The national unemployment rate was 4.8 percent in January.
Since 1957, as far back as data is available, Arkansas' unemployment rate has not been as low as 3.8 percent, according to the bureau.
The bureau initially reported that Arkansas' unemployment rate for May 2016 was 3.8 percent. But the bureau released its annual revisions with January's unemployment report, raising the May rate to 4.1 percent.
"We had a mixed report," said Michael Pakko, chief economist at the Institute for Economic Advancement at the University of Arkansas at Little Rock.
The good news included the record low unemployment rate and the monthly survey of about 800 households in the state that showed a decline of about 6,000 unemployed Arkansans compared with January last year, Pakko said.
But there were also about 2,300 fewer employed Arkansans from the previous January, which meant a drop in the civilian labor force of about 8,300 Arkansans.
"The labor force is beginning to shrink again," said Kathy Deck, director of the Center for Business and Economic Research at the University of Arkansas in Fayetteville.
Even though the decline in the labor force is more than it has been in recent months, it is essentially flat on a percentage basis -- down 0.6 percent -- from January 2015, said John Shelnutt, the administrator for economic analysis and tax research for the state's Department of Finance and Administration
"You can't make a big statement based on this decline at this point," Shelnutt said.
The revised data, which went back to 2010, showed a small but steady decrease in unemployment each month since March 2011, said Susan Price, a spokesman for the Arkansas Department of Workforce Services.
Nonfarm payroll jobs increased by 11,800 in January.
All of that increase came from two metropolitan areas in the state, Deck said. Northwest Arkansas had 9,000 more jobs than in January 2016 and central Arkansas added 2,800 jobs.
All seven metropolitan areas added a total of 13,700 jobs, Deck said. So rural areas in the state lost a total of almost 2,000 jobs, Deck said.
Seven industry sectors in Arkansas had job gains in January compared with January last year. Four sectors had job losses.

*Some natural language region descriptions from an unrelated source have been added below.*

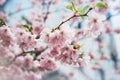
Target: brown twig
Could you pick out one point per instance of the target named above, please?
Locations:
(48, 8)
(72, 17)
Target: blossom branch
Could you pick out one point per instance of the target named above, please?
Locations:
(73, 17)
(48, 8)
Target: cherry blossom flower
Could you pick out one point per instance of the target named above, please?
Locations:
(2, 2)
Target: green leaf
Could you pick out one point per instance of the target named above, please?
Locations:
(2, 22)
(69, 7)
(29, 28)
(101, 5)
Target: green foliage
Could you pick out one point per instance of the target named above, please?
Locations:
(101, 5)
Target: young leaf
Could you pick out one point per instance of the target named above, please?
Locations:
(69, 7)
(101, 5)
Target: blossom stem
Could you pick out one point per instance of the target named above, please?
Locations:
(73, 17)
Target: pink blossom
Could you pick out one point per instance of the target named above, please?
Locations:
(3, 15)
(6, 36)
(24, 39)
(25, 62)
(2, 2)
(47, 64)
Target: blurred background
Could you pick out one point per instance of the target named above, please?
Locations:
(104, 50)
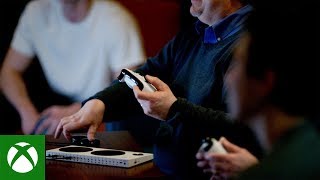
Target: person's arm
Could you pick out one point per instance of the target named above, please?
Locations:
(14, 88)
(118, 99)
(227, 165)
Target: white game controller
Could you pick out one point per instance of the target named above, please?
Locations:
(212, 145)
(135, 79)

The educational and health services sector added 6,500 jobs in the past year, by far the biggest increase in the state. Next was the professional and business services sector, which added 2,700 jobs.
Manufacturing added 2,100 jobs, the biggest one-year gain for the sector since January 2015, when manufacturing increased by 3,500 jobs.
Government had biggest annual loss with a decline of 1,600 jobs.
Construction is not positive compared with a year earlier, losing 200 jobs, Deck said.
That is despite home construction and a big push for infrastructure improvements, Deck said.
New Hampshire had the lowest unemployment rate in the country in January at 2.7 percent, followed by Hawaii at 2.8 percent, Colorado and South Dakota at 2.9 percent each and North Dakota at 3 percent.
New Mexico had the highest unemployment rate at 6.7 percent, followed by Alaska at 6.5 percent, Alabama at 6.4 percent, Louisiana at 5.9 percent and Illinois at 5.7 percent.